JACKSONVILLE, Fla. – For the 11th time this year a dolphin has been found dead in or along a Northeast Florida waterway.
An mid-morning fishing trip to the Joe Carlucci Sisters Creek Boat Ramp led one fisherman to the latest grim discovery -- a deceased female dolphin.
Biologist Allison Perna was one member of a Florida Fish and Wildlife crew that arrived soon after.
"So this is a fresher dolphin, so we are hoping that we are going to get more information than a more decomposed dolphin," said Perna.
Based on what they've seen there are no signs of blunt force injury.
So now these biologists are searching for internal clues to help determine why this 390-pound dolphin died.
Specimens collected during the necropsy will also be closely examined by pathologists with the Georgia Aquarium and NOAA.
Biologists also tell us that the dolphin was lactating when discovered.
"We are going to look closely at the reproductive system to see if she has a fetus inside, but if not we'd assume she has a calf somewhere out there," said Perna.

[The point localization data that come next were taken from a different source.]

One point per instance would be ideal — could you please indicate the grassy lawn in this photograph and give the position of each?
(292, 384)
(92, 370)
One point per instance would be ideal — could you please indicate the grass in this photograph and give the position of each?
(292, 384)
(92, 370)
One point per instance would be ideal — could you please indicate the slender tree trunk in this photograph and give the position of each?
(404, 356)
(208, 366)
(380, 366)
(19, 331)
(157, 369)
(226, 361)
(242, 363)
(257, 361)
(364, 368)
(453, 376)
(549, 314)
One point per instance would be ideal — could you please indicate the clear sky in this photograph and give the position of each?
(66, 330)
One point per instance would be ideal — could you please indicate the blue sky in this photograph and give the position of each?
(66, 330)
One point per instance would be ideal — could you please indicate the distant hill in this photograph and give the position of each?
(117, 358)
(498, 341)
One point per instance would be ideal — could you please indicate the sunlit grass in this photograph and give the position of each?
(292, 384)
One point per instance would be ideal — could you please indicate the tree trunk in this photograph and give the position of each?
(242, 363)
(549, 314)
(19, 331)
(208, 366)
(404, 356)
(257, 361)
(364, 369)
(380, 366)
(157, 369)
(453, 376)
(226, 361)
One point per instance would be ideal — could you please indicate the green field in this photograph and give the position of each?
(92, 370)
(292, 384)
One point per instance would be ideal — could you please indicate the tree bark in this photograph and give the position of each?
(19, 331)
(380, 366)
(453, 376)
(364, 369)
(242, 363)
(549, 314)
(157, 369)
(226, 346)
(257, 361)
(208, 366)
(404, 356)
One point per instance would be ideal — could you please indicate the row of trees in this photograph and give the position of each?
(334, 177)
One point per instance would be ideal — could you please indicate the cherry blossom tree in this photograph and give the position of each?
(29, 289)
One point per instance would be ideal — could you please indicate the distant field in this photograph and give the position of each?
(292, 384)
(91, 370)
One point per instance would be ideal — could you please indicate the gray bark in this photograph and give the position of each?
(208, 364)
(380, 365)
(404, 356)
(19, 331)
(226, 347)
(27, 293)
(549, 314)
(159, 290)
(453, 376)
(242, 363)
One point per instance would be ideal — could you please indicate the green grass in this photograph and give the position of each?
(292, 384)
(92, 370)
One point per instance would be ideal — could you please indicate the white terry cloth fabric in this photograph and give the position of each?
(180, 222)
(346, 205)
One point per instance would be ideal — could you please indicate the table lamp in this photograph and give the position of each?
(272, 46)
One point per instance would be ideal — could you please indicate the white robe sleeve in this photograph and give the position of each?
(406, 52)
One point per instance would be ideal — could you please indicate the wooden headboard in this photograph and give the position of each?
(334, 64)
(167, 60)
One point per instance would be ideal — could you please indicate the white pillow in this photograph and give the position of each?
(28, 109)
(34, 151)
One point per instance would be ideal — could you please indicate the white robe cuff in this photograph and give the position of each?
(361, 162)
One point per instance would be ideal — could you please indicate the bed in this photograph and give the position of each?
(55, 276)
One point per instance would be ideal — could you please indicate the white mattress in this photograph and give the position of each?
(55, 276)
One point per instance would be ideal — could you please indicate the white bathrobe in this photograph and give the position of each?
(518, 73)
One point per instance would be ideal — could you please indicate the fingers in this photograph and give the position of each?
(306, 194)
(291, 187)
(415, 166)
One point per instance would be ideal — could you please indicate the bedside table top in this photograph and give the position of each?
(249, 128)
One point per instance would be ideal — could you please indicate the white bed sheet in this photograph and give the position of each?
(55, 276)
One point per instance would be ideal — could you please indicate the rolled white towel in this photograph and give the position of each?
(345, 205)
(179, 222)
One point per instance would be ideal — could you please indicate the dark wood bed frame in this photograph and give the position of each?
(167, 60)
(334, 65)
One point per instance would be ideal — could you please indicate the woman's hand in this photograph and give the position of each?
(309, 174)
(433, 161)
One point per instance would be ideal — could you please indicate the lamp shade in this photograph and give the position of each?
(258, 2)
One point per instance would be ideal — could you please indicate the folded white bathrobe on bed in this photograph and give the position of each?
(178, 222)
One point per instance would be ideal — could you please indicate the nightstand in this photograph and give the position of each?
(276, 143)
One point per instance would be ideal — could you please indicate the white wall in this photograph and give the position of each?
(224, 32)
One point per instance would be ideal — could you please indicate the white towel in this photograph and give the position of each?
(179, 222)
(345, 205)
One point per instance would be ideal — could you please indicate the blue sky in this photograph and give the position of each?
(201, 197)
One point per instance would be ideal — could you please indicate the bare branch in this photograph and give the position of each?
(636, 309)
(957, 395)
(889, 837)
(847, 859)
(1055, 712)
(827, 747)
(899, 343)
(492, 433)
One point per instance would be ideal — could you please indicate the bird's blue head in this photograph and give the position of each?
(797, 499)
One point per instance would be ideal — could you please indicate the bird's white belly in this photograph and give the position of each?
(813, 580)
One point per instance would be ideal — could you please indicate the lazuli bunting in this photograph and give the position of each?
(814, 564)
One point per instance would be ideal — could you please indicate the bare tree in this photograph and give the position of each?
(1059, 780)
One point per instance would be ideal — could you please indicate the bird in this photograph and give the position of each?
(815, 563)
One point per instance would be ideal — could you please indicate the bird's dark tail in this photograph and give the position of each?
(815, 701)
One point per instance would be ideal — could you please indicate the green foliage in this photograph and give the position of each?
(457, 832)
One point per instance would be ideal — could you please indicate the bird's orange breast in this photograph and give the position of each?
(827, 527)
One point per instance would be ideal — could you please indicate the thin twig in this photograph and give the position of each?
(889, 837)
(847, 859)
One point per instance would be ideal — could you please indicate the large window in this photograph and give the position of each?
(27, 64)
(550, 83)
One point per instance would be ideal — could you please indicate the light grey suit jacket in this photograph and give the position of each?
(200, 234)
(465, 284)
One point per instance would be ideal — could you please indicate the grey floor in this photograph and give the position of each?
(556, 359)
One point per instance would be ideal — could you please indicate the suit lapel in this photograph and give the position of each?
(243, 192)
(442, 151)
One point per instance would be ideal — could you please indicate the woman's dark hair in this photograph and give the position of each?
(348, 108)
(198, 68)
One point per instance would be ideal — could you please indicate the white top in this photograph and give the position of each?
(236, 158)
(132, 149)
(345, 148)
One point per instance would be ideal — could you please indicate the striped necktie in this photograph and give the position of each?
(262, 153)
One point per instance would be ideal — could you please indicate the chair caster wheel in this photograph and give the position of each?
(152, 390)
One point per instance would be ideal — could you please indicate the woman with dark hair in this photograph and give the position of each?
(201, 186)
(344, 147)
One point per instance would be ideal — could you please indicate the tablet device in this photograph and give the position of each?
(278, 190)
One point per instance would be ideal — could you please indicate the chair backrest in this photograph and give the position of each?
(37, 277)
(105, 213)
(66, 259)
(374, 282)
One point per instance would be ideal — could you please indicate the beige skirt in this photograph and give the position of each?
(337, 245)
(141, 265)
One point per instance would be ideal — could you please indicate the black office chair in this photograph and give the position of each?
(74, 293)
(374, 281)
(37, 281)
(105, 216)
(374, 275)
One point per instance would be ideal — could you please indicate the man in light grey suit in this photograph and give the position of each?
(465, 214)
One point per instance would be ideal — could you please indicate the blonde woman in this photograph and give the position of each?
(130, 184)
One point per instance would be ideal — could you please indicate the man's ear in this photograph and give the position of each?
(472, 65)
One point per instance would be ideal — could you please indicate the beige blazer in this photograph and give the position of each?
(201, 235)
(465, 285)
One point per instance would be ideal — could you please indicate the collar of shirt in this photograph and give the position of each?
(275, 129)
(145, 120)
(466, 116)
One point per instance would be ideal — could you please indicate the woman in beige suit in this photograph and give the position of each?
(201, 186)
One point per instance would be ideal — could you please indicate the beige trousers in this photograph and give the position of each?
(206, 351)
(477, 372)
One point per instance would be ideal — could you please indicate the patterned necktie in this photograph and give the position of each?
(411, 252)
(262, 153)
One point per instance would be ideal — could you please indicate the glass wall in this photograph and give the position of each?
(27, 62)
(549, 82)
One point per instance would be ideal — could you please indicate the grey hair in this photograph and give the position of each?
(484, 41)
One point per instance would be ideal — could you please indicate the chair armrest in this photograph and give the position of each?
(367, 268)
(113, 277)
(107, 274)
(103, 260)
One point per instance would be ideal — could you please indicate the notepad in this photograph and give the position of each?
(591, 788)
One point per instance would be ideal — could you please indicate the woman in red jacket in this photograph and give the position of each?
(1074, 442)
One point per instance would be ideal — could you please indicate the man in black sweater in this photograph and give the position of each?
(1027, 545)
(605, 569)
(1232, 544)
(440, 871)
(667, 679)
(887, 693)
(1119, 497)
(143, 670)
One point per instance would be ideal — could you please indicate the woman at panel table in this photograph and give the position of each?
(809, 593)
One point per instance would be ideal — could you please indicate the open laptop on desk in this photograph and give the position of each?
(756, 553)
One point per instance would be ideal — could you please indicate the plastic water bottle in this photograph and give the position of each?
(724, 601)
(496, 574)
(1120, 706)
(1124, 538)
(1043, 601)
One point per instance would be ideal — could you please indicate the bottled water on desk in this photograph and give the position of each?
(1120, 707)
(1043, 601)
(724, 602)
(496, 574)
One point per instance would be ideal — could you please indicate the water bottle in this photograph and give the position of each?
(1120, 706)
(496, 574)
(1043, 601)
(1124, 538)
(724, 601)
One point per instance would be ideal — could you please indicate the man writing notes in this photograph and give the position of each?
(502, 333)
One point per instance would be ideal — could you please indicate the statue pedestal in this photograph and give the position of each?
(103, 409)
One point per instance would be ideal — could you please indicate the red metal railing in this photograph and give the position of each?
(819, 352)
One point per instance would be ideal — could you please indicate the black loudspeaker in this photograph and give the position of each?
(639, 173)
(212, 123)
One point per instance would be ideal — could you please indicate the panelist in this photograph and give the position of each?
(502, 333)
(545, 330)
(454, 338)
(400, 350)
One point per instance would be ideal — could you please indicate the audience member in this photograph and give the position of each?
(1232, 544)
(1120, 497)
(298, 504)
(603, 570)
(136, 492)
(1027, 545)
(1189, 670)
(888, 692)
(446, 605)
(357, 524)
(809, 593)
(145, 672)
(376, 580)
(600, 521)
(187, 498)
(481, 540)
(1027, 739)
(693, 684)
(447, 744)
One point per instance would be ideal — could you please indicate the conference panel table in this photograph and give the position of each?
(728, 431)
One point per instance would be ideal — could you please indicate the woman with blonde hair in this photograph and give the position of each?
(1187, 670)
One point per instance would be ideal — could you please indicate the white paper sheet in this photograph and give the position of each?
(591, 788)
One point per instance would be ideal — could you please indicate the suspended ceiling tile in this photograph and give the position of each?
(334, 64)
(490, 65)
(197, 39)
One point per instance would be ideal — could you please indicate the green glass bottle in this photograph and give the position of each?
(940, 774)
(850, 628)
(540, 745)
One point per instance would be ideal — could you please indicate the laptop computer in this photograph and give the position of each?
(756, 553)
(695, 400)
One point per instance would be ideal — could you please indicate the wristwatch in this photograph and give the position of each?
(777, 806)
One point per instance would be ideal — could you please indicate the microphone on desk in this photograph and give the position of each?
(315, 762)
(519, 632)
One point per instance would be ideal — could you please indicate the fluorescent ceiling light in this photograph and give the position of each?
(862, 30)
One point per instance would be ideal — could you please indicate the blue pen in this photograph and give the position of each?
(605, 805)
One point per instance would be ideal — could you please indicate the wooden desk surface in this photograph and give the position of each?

While this mother dolphin may have died from natural causes, Perna says they can’t yet rule out that she could have been tangled up in fishing gear floating in the river.
FWC says marine mammal deaths aren't out of the ordinary. In fact, about 30 dolphins and whales are found dead each year in our area.
If you happened to see a deceased and ailing wild animal outside as the warmer days draw near, you are urged to do just as that fisherman did and call the FWC hotline at 1-888-404-3922.